A perforated silicon nitride membrane serves as force sensor. Two coupled 'islands' undergo out-of-plane vibrations. On one of them the samples are loaded and the other is used to measure the vibrations with a laser interferometer. A metallic scanning tip interacts with the samples and modifies the vibrations. Credit: Alexander Eichler, ETH Zurich.
The
development of scanning probe microscopes in the early 1980s brought a
breakthrough in imaging, throwing open a window into the world at the
nanoscale. The key idea is to scan an extremely sharp tip over a substrate and
to record at each location the strength of the interaction between tip and
surface. In scanning force microscopy, this interaction is—as the name
implies—the force between tip and structures on the surface. This force is
typically determined by measuring how the dynamics of a vibrating tip changes
as it scans over objects deposited on a substrate. A common analogy is tapping
a finger across a table and sensing objects placed on the surface.
A team led
by Alexander Eichler, senior scientist in the group of Prof. Christian Degen at
the Departement of Physics of ETH Zurich, has turned this paradigm upside down.
Writing in Physical Review Applied, they report the first scanning force
microscope in which the tip is at rest while the substrate with the samples on
it vibrates.
Tail
wagging the dog
Doing
force microscopy by "vibrating the table under the finger" may seem
to make the procedure more complicated. In a sense, it does. But mastering the
complexity of this inverted approach comes with great payoff. The new method
promises to push the sensitivity of force microscopy to its fundamental limit,
beyond what can be expected from further improvements of the conventional
"finger tapping" approach.
The key to
the sensitivity increase is the choice of substrate. The 'table' in the
experiments of Eichler, Degen and their co- workers is a perforated membrane
made of silicon nitride, a mere 41 nm in thickness.
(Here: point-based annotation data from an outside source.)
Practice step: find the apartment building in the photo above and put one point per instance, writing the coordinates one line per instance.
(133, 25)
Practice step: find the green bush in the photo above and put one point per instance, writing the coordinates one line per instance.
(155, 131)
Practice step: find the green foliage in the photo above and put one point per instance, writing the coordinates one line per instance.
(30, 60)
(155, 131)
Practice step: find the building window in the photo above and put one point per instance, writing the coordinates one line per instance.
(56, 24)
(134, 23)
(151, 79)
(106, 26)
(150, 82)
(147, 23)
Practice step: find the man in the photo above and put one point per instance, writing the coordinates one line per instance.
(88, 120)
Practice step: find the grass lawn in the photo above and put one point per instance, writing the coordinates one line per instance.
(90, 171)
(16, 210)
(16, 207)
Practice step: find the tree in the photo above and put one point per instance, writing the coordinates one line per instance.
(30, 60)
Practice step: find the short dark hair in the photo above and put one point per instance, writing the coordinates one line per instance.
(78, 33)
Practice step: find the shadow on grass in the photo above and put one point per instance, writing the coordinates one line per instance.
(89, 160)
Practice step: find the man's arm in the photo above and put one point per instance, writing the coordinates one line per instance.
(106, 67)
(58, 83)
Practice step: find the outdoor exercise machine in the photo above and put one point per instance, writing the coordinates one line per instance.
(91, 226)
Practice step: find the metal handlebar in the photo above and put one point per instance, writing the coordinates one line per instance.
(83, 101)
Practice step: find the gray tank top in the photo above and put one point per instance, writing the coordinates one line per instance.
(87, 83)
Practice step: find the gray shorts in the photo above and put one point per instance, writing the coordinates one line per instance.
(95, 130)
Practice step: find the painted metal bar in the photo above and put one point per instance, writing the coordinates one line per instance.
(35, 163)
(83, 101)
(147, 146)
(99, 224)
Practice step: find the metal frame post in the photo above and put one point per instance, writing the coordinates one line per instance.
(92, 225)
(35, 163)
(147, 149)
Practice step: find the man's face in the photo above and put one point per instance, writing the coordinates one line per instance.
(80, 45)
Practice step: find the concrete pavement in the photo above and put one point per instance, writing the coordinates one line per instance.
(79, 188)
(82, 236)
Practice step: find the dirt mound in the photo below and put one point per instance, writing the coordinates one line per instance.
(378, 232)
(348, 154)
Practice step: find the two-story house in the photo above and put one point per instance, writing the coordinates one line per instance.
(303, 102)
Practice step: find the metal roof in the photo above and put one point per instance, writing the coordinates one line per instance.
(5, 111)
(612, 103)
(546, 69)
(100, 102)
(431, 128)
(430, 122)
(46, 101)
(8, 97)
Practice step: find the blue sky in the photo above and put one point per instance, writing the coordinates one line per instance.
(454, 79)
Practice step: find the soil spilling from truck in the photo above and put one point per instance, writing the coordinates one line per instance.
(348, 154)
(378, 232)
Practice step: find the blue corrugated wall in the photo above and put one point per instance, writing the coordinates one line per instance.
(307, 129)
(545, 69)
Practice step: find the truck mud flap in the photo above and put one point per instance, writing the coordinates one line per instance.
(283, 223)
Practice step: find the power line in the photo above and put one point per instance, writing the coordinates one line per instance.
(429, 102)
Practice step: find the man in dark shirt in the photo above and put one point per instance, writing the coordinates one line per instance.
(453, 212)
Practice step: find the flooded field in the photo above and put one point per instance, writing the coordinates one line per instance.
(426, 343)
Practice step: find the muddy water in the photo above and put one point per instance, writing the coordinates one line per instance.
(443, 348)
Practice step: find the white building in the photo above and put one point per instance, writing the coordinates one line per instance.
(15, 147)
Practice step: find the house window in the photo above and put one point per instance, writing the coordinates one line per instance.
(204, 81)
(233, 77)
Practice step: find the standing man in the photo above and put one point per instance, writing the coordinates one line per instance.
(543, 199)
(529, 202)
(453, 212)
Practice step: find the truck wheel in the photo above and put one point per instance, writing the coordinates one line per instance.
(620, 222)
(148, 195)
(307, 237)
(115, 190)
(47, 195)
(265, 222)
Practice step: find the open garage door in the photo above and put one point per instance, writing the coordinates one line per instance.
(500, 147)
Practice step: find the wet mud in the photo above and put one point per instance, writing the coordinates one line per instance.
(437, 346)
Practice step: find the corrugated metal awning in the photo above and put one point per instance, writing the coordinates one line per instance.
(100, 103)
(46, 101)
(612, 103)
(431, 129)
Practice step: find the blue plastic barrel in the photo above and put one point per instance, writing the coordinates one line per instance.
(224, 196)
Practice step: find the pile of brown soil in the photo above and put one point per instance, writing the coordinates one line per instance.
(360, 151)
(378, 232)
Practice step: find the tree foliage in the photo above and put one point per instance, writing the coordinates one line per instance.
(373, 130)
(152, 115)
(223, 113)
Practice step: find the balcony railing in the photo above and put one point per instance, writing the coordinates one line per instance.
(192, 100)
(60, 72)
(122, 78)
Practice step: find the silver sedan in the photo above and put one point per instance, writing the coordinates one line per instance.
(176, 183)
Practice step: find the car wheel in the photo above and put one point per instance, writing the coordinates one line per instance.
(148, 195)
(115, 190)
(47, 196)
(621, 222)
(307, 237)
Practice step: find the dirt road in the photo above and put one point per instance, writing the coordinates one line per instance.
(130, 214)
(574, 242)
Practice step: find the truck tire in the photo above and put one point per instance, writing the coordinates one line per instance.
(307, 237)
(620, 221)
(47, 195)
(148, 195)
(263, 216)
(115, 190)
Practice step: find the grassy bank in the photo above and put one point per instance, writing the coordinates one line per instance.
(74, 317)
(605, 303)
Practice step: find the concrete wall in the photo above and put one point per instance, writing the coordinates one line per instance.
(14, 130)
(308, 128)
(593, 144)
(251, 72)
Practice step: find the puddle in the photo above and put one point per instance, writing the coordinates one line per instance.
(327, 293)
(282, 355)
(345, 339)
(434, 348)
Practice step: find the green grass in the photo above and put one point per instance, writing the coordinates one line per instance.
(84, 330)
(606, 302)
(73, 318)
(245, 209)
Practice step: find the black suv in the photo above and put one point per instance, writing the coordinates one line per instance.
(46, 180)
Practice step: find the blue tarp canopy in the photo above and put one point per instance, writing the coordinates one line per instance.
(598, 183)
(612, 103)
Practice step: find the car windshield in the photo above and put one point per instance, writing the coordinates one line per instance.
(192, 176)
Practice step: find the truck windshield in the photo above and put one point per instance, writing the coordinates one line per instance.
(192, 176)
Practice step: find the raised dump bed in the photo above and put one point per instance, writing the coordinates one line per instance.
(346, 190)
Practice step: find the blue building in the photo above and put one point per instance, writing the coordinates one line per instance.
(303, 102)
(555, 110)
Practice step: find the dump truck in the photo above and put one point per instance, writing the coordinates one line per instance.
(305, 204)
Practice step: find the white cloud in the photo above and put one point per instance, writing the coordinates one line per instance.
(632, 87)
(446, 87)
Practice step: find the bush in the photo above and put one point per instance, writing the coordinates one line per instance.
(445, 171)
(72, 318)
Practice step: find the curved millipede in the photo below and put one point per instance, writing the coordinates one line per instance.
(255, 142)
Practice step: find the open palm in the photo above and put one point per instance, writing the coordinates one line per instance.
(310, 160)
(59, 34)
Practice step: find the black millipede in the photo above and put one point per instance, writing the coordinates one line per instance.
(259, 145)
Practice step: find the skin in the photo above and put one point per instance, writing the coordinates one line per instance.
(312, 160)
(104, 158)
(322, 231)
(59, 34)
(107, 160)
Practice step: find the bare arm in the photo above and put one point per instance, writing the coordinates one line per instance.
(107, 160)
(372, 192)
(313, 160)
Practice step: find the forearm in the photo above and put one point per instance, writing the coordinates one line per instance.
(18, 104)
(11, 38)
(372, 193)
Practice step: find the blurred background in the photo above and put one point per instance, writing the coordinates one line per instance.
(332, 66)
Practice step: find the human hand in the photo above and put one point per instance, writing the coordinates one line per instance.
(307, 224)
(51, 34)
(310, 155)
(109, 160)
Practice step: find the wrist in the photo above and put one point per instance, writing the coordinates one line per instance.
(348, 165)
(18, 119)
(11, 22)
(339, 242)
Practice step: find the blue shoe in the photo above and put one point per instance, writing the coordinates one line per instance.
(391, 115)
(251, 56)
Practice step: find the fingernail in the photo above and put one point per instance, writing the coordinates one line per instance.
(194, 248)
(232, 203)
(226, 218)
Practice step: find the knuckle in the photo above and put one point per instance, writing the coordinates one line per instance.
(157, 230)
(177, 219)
Collaborators of the ETH
physicists, the group of Albert Schliesser at the University of Copenhagen in
Denmark, established these low- mass membranes as outstanding nanomechanical
resonators with extreme quality factors. Once the membrane is tapped on, it
vibrates millions of times, or more, before coming to rest. Given these
exquisite mechanical properties, it becomes advantageous to vibrate the table
rather than the finger, at least in principle.
New
concept put to practice
Translating
this theoretical promise into experimental capability is the objective of an
ongoing project between the groups of Degen and Schliesser, with theory support
from Dr. Ramasubramanian Chitra and Prof. Oded Zilberberg of the Institute for
Theoretical Physics at ETH Zurich. As a milestone on that journey, the
experimental teams have now demonstrated that the concept of membrane- based
scanning force microscopy works in a real device.
In
particular, they showed that neither loading the membrane with samples nor
bringing the tip to within a distance of a few nanometres compromises the
exceptional mechanical properties of the membrane. However, once the tip
approaches the sample even closer, the frequency or amplitude of the membrane
changes. To be able to measure these changes, the membrane features an island
where tip and sample interact, as well as a second one mechanically coupled to
the first, from which a laser beam can be partially reflected, to provide a
sensitive optical interferometer.
Quantum is
the limit
Putting
this setup to work, the team successfully resolved gold nanoparticles and
tobacco mosaic viruses. These images serve as a proof of principle for the
novel microscopy concept, though they do not yet push the capabilities into new
territory. But the goal is in reach. The researchers plan to combine their
novel approach with a technique known as magnetic resonance force microscopy
(MRFM) to enable magnetic resonance imaging with a resolution of single atoms,
thus providing unique insight, for example, into viruses.
Atomic-scale
MRI would be another breakthrough in imaging, combining ultimate spatial
resolution with highly specific physical and chemical information about the
atoms imaged. For the realization of that vision, a sensitivity close to the
fundamental limit given by quantum mechanics is needed. The team is confident
that they can realize such a quantum-limited force sensor through further
advances in membrane engineering and measurement methodology. With the
demonstration that membrane-based scanning force microscopy is possible, the
ambitious goal has now come one big step closer.